InternVL3: Video Analysis & Visual Reasoning

InternVL3 is a vision-language model built with Native Multimodal Pre-Training - it learned vision and language together from scratch rather than bolting vision onto an existing LLM. Released April 2025.

Why InternVL3 for Video/Reasoning

Benchmark	InternVL3-78B	GPT-4o	Improvement
MMMU	72.2	69.1	+4.5%
VSI-Bench	48.9	~45	+8.7%
WebArena	11.7	1.9	+6x
RealWorldQA	72.3	70.8	+2.1%

Key advantages:

Superior temporal reasoning across video frames
Better 3D spatial understanding
Excellent at GUI automation tasks
Strong scientific diagram analysis

Model Variants

Variant	Params	Min GPU	Throughput	Best For
1B	1B	8GB	~40 img/s	Edge/mobile
2B	2B	12GB	~30 img/s	Lightweight
8B	8B	24GB	~20 img/s	Best value
38B	38B	2x 80GB	~8 img/s	High accuracy
78B	78B	4x 80GB	~5 img/s	Maximum

Recommendation: The 8B model offers the best price/performance ratio and fits on consumer GPUs.

Installation

pip install torch transformers accelerate pillow
pip install lmdeploy>=0.6.0  # For production
pip install decord opencv-python  # For video processing

Quick Start

Basic Usage

from src.internvl3 import InternVL3

# Load model
model = InternVL3(variant="8B").load()

# Analyze an image
response = model.chat(
    "Describe what's happening in this scene",
    "street.jpg"
)
print(response)

Video Analysis

from src.internvl3 import VideoAnalyzer

analyzer = VideoAnalyzer(variant="8B")

# Comprehensive video analysis
result = analyzer.analyze_video(
    "factory.mp4",
    analysis_type="industrial",
    sample_interval=2.0,  # Analyze every 2 seconds
    max_frames=30,
)

print(f"Duration: {result.duration_seconds}s")
print(f"Frames analyzed: {result.total_frames_analyzed}")
print(f"Summary: {result.summary}")

Anomaly Detection

from src.internvl3 import VideoAnalyzer

with VideoAnalyzer() as analyzer:
    # Detect anomalies with context
    anomalies = analyzer.detect_anomalies(
        "conveyor.mp4",
        context="Normal: cardboard boxes moving left to right on belt, evenly spaced",
        check_interval=1.0,
        anomaly_type="industrial",
    )

    for anomaly in anomalies:
        print(f"[{anomaly['timestamp']:.1f}s] {anomaly['severity']}: {anomaly['description']}")

Multi-Frame Reasoning

InternVL3's strength is reasoning across multiple images:

from src.internvl3 import VideoAnalyzer

analyzer = VideoAnalyzer()

# Analyze sequence of frames
frames = ["frame_001.jpg", "frame_002.jpg", "frame_003.jpg", "frame_004.jpg"]

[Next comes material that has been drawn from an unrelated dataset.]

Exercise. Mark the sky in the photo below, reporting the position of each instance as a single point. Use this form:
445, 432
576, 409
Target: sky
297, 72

response = analyzer.analyze_frames_batch(
    frames,
    "What object moved between these frames and where did it go?"
)
print(response)

Object Tracking

# Track a specific object through video
tracking = analyzer.track_object(
    "warehouse.mp4",
    object_description="red forklift",
    sample_interval=0.5,
    max_frames=60,
)

for result in tracking:
    if result["found"]:
        print(f"[{result['timestamp']:.1f}s] {result['location']} - {result['state']}")

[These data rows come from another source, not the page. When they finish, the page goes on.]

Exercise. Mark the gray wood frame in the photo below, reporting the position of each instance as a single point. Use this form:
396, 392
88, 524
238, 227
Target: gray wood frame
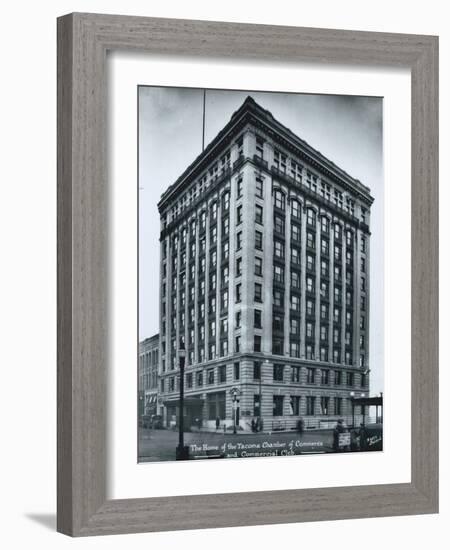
83, 40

Production Deployment with LMDeploy

For high-throughput production:

from src.internvl3 import InternVL3

# LMDeploy optimizes KV cache and batching
model = InternVL3(
    variant="8B",
    backend="lmdeploy",
).load()

Multi-GPU for Larger Models

# 38B requires 2x A100
model = InternVL3(
    variant="38B",
    backend="lmdeploy",  # Handles tensor parallelism
).load()

# 78B requires 4x A100
model = InternVL3(variant="78B", backend="lmdeploy").load()

Use Cases

1. Manufacturing Quality Control

analyzer = VideoAnalyzer()

def quality_check_callback(timestamp, frame, anomalies):
    if anomalies:
        # Trigger alert
        for a in anomalies:
            if a.get("severity") == "high":
                send_alert(f"Critical defect at {timestamp}s: {a['description']}")
                save_frame(frame, f"defect_{timestamp}.jpg")

anomalies = analyzer.detect_anomalies(
    "production_line.mp4",
    context="""Normal conditions:
    - Products move left to right on conveyor
    - Each product is rectangular, undamaged
    - Spacing between products is 30-50cm
    - Belt speed is constant""",
    check_interval=0.5,  # Fast sampling for production
    anomaly_type="industrial",
    callback=quality_check_callback,
)

2. Surveillance Monitoring

result = analyzer.analyze_video(
    "parking_lot.mp4",
    analysis_type="surveillance",
    sample_interval=5.0,  # Every 5 seconds for long videos
)

# Find specific events
for frame_analysis in result.timeline:
    if "person" in frame_analysis.description.lower():
        print(f"[{frame_analysis.timestamp}s] Activity detected")

3. Before/After Comparison

# Compare two frames for changes
changes = analyzer.compare_frames(
    "before.jpg",
    "after.jpg",
    context="Warehouse inventory check",
)

print(f"Items moved: {changes['moved']}")
print(f"New items: {changes['appeared']}")
print(f"Missing items: {changes['disappeared']}")

4. GUI Automation Analysis

InternVL3 scores 11.7 on WebArena vs GPT-4o's 1.9:

model = InternVL3(variant="8B").load()

# Analyze UI screenshot
response = model.chat(
    """Analyze this UI screenshot:
    1. What application is this?
    2. What is the current state?
    3. What actions are available?
    4. If I want to submit a form, what should I click?""",
    "app_screenshot.png"
)

Frame Sampling Strategies

Fixed Interval (Default)

Best for continuous monitoring:

# Every 2 seconds
frames = extract_video_frames(video, interval_seconds=2.0)

Scene Change Detection

For videos with distinct scenes, pre-filter frames:

import cv2
import numpy as np

def detect_scene_changes(video_path, threshold=30):
    """Extract frames where significant changes occur."""
    cap = cv2.VideoCapture(video_path)
    prev_frame = None
    scene_frames = []

    while True:
        ret, frame = cap.read()
        if not ret:
            break

        gray = cv2.cvtColor(frame, cv2.COLOR_BGR2GRAY)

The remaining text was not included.